The Highlight of NAMM is…a Yamaha Pacifica?
Published on 24 January 2024
The NAMM news is filtering in thick and fast here at the guitarguitar HQ! Every few hours, another exclusive wings its way across the pond via confidential email, and there are definitely some exciting bits of gear on the horizon!
The one that really got us, though, was from Yamaha. Their news about a brace of high-end Yamaha Pacifica guitars immediately grabbed our attention. We love Yamaha and we love the Pacifica, but isn’t that a student-level S-type guitar? Isn’t that the guitar we learned on and loved, but have since moved on from?
The Original Pacifica
Briefly, before I talk about these new guitars, let me refresh you on the genesis of the Pacifica model. Rewind 34 years and land your time machine in Los Angeles. The 80s ‘gunslinging’ session guitar scene was still huge at this point, and Yamaha wanted a distinctive and versatile guitar that would fit right into such a world.
The 1990 Pacifica was a collaborative effort between Yamaha Japan and their Yamaha Artist Services centre in Hollywood. The sleek, sharp S-type design with its HSS pickup configuration was a success: it was versatile and visually worked well in lots of contexts.

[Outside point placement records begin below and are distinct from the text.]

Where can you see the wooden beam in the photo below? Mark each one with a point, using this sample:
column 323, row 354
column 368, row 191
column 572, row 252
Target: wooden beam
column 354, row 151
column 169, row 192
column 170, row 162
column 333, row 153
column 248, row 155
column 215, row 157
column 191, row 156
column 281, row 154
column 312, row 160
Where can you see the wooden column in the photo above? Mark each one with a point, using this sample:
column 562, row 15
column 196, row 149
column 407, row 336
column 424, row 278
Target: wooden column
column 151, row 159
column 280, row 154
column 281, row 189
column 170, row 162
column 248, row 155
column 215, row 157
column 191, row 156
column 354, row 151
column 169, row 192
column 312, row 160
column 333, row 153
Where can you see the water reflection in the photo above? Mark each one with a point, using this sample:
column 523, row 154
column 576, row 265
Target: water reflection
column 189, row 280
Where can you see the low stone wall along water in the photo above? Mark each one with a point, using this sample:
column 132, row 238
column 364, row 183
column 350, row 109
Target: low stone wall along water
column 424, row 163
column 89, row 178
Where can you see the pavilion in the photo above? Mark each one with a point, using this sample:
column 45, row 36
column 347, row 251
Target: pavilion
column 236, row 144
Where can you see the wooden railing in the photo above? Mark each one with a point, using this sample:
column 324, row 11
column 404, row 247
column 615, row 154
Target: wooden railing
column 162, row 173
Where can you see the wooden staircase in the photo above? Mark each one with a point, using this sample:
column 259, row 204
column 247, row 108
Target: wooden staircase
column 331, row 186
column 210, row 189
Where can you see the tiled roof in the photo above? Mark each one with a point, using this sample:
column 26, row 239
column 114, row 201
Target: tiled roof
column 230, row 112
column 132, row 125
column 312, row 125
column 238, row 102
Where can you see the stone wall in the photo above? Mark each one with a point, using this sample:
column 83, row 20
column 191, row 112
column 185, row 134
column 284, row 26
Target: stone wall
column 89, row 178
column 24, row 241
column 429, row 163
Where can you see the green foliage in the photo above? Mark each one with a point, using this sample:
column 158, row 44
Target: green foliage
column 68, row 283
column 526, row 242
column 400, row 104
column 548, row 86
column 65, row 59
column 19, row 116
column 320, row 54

Affordable Pacificas such as the 112 model were basically aimed at the Squier Strat market. Offering arguably higher build quality, this model ended up winning scores of industry awards and remained a best seller for decades. The range is still popular in fact, proving how evergreen Yamaha’s initial design was!
The New Pacifica
This new model is evidence that Yamaha want a high-end Pacifica represented in today’s market. To me, this looks like direct competition for not only Fender’s Ultra Strats, but also the likes of Suhr guitars and other boutique S-types.
So, this new Pacifica is called the Pacifica Professional, and there are several interesting innovations onboard, as well as some interesting design/inspiration details. Let’s take a look…
Rupert Neve Pickups
Now, this first feature has me particularly intrigued. Rupert Neve is obviously a titanic figure in the world of mixing desks, but to my knowledge, he has never been known for making pickups. Digging a little deeper, it seems that this is more about Dennis Alichwer, Neve’s head of engineering. Apparently he has actually been developing and creating pickups for 45 years as a side-pursuit, and somebody from Yamaha’s PA division caught wind of some of his innovations.
This has resulted in a collaborative set of pickups - the first that I know of - to be branded under the Rupert Neve name. They have been designed specifically to give a ‘clear & wide’ sound, and are featured in an HSS configuration, with a covered humbucker at the bridge position.
This is perhaps the biggest talking point with these new Pacificas, but there’s plenty more to check out…
New Body Shape
Yamaha haven’t exactly redefined the Pacifica’s ‘sharper Strat’ look, but they’ve gone back and refined the curves a little, in order to allow these new models their own subtle identity. More significantly, there is chambering under the pickguard area for - according to Yamaha - better resonance and frequency response.
This element of the design has been overseen by the company’s Acoustic Design Technology department, so there’s evidence of plenty of R&D being carried out for these new Pacificas.
Here are some more interesting details that have come down the grapevine to me:
- New neck profile
- Compound radius fingerboard with new fret marker inlays
- Stainless steel frets
- New logo on the headstock (more like the original 1990 logo, less like Robocop’s handwriting)
- 2-point tremolo
You’ll see some striking new finishes on the photos strewn throughout this article. These are described by Yamaha as ‘retro-futuristic’ and are based on Japanese ‘City Pop’, a genre that uses some pretty stylised-looking art. It’s a hybrid or fusion of American West Coast scenes reimagined by Japanese illustrators.
It’s certainly a strong theme, and I see what they mean when they relate these finishes to that style. So far, I’ve seen Sparkle Blue, Beach Blue Burst and Ash Pink, all of which look super-cool and fresh.
There are also more standard finishes too, since part of the Pacifica’s MO is to appeal to session players, and those people need to be able to blend into their musical surroundings, so more subtle guitars work better.
What do you think about the new Pacifica Professional? Have Yamaha positioned their famous session-axe in just the right place for adoption by high-end players? What do you make of this news about Rupert Neve & co making pickups? It’s all very intriguing, and you can bet that we’ll have amongst the first examples brought into the UK, so keep an eye out for the Yamaha Pacifica Pro!